AI-Powered Web Scraping

👉 Automate data extraction: Clean, process, and filter raw web content into structured data.

👉 Build production-ready data pipelines for LLM agents and RAG applications.


Table of Contents


The Requirement

Lets build a project focusing on fetching content from a website and then leveraging a Large Language Model (LLM), specifically a local LLM (we can ue frontier models like Gemini, OpenAI GPT etc. as well) via the OpenAI client library, to analyze and summarize that content.

FYI: This is a foundational step towards building an LLM-powered applications.


Application Setup

Let’s begin by setting up the necessary Python libraries. Note the use of importlib.reload(scraper) to ensure that any changes made to the local scraper.py module are immediately reflected without needing to restart the notebook kernel.

Python Imports

import os
import importlib

# Scraper library is imported from local file
import scraper as scraper 

from dotenv import load_dotenv
from openai import OpenAI
from IPython.display import Markdown, display

Environment and API Key Loading

We use the dotenv library to load environment variables, such as the OPENAI_API_KEY, from a local .env file. A basic check is included to confirm the API key is present and correctly formatted.

Note: If connecting to local Ollama models, set a dummy key for the openai API key in .env file present in root directory, for frontier models get the real one from their portal.

    # .env file

    # Dummy API Keys
    OPENAI_API_KEY = "sk-proj-dummy-key"
# Load environment variables from a .env file
load_dotenv(override=True)
api_key = os.getenv('OPENAI_API_KEY')


# Check the key
if not api_key:
    print("No API key was found - please head over to the troubleshooting notebook in this folder to identify & fix!")
elif not api_key.startswith("sk-proj-"):
    print("An API key was found, but it doesn't start sk-proj-; please check you're using the right key - see troubleshooting notebook")
elif api_key.strip() != api_key:
    print("An API key was found, but it looks like it might have space or tab characters at the start or end - please remove them - see troubleshooting notebook")
else:
    print("API key found and looks good so far!")

Website Content Scraping

The local scraper module handles the task of retrieving website data.
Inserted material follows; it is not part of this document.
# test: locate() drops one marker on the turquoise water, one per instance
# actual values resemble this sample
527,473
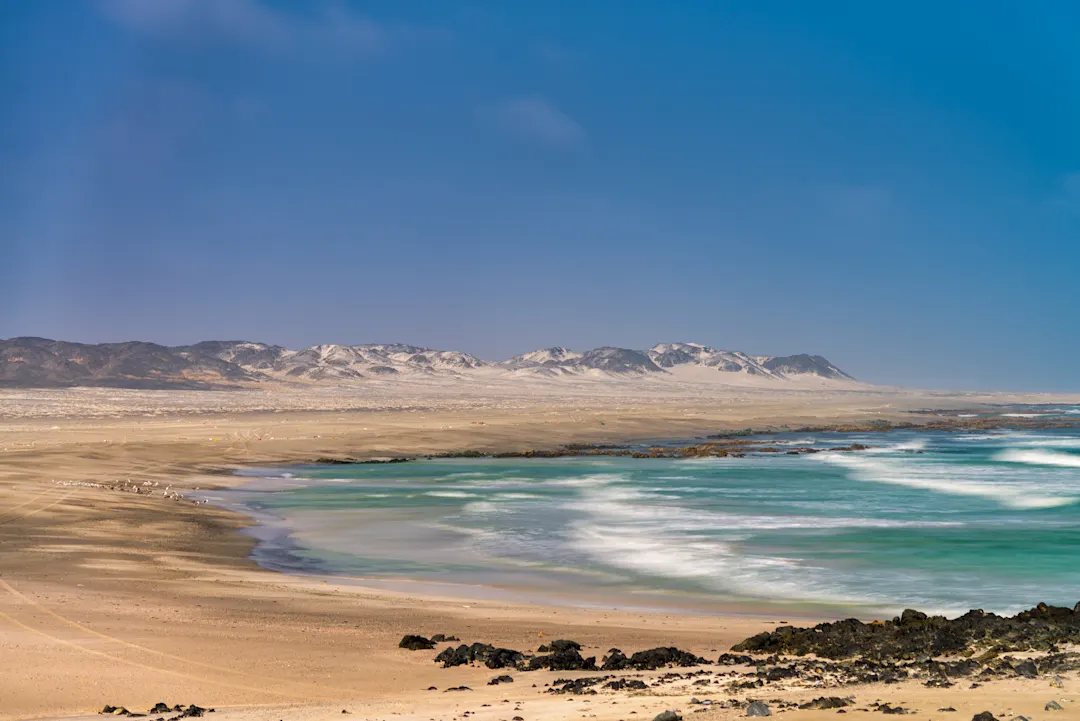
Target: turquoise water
941,521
Two main functions are demonstrated: fetching the textual content and fetching all links.

Scrapper function

from bs4 import BeautifulSoup
import requests


# Standar headers to mimic a real browser request
HEADERS = {
    # Windows
    # "User-Agent": "Mozilla/5.0 (Windows NT 10.0; Win64; x64) AppleWebKit/537.36 (KHTML, like Gecko) Chrome/117.0.0.0 Safari/537.36"

    #Linux
    "User-Agent": "Mozilla/5.0 (X11; Linux x86_64) AppleWebKit/537.36 (KHTML, like Gecko) Chrome/142.0.0.0 Safari/537.36"
}

# Cache URL 
URL = None

# Store page content to avoid repeated fetches
SOUP = None

# Cache page title
PAGE_TITLE = None



def __fetch_website_contents(url):
    """
    Load the content of the website at the given url.
    """

    # Declare globals to update them
    global URL, SOUP, PAGE_TITLE


    # Retrieve the webpage content
    response = requests.get(url, headers=HEADERS)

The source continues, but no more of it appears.